|Visit Will Be a Show-Stopper across the World, Says Patten
By Kate Devlin
September 15, 2010
The Pope's visit will feature "schedule-stopping" images that will be beamed across the world, the peer organising the trip has predicted.
Among the lasting pictures from the state visit would be that of the historic meeting between the Pontiff and the Queen in Edinburgh, Lord Patten said.
The Tory politician also brushed aside criticisms of poor organisation and a lack of public interest in the trip.
There have been concerns about the low take-up of tickets for events including the open air Mass in Bellahouston Park in Glasgow tomorrow, where capacity has been cut to 80,000.
However, church insiders believe negative publicity in the run-up to Pope Benedict XVI's visit, including calls for protests against the church's record on sexual abuse, will be turned around once he arrives here.
They claim a similar pattern was seen when the Pope visited America two years ago.

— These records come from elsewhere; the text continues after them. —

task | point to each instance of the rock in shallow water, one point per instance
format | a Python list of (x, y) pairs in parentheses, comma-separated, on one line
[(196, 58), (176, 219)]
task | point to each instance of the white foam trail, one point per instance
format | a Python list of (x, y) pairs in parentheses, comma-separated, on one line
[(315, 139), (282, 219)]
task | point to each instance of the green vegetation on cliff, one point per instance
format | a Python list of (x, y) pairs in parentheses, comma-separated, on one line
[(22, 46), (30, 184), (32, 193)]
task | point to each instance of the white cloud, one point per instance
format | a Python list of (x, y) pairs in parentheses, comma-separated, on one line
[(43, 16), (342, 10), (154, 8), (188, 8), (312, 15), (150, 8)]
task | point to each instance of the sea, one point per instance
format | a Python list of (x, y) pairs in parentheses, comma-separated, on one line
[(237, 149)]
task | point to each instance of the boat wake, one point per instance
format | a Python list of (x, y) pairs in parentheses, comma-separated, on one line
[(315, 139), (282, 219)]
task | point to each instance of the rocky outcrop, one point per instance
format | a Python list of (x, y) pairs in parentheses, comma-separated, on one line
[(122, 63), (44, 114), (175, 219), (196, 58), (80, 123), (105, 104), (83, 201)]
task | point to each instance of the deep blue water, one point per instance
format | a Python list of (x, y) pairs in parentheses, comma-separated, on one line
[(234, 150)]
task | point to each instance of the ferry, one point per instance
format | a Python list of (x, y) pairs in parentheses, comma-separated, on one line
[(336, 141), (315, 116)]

Lord Patten, the former Tory minister and last Governor of Hong Kong, said the best answer to the critics of the visit would be thousands of people who turn out to see the Pope.
He was backed by Archbishop Vincent Nichols, the leader of Catholics in England and Wales, who said that the faithful would show a profound loyalty towards Pope Benedict XVI, who will be making his first state visit to Britain.

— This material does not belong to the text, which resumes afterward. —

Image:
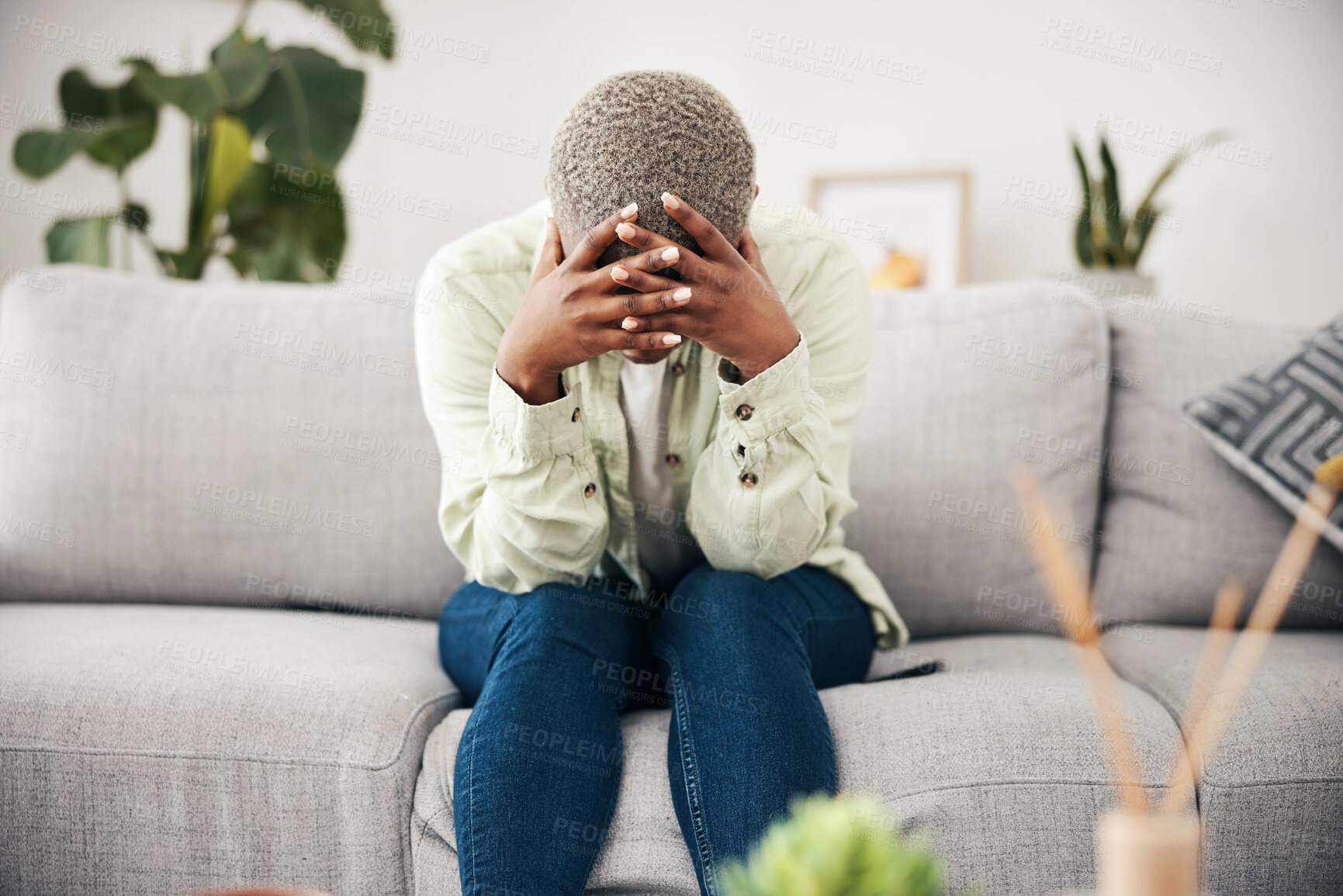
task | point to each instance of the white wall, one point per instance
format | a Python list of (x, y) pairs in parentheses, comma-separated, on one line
[(997, 97)]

Archbishop Nichols said: "I am quite sure, and it is my experience in parish after parish, standing at the back of Westminster Cathedral day after day, that Catholics are looking forward to this visit very much indeed."
As well as the British public, Lord Patten predicted that the eyes of the world would be on the UK during the visit.
He picked out iconic images such as the historic meeting in Edinburgh and the journey by the Popemobile to Hyde Park in London as pictures that would be broadcast internationally.
"I think it will be a schedule-stopper right around the world as far as news editors are concerned," he said.
He also brushed aside concerns over a planned protest by the Rev Ian Paisley in Edinburgh tomorrow, saying simply that "some things don't change".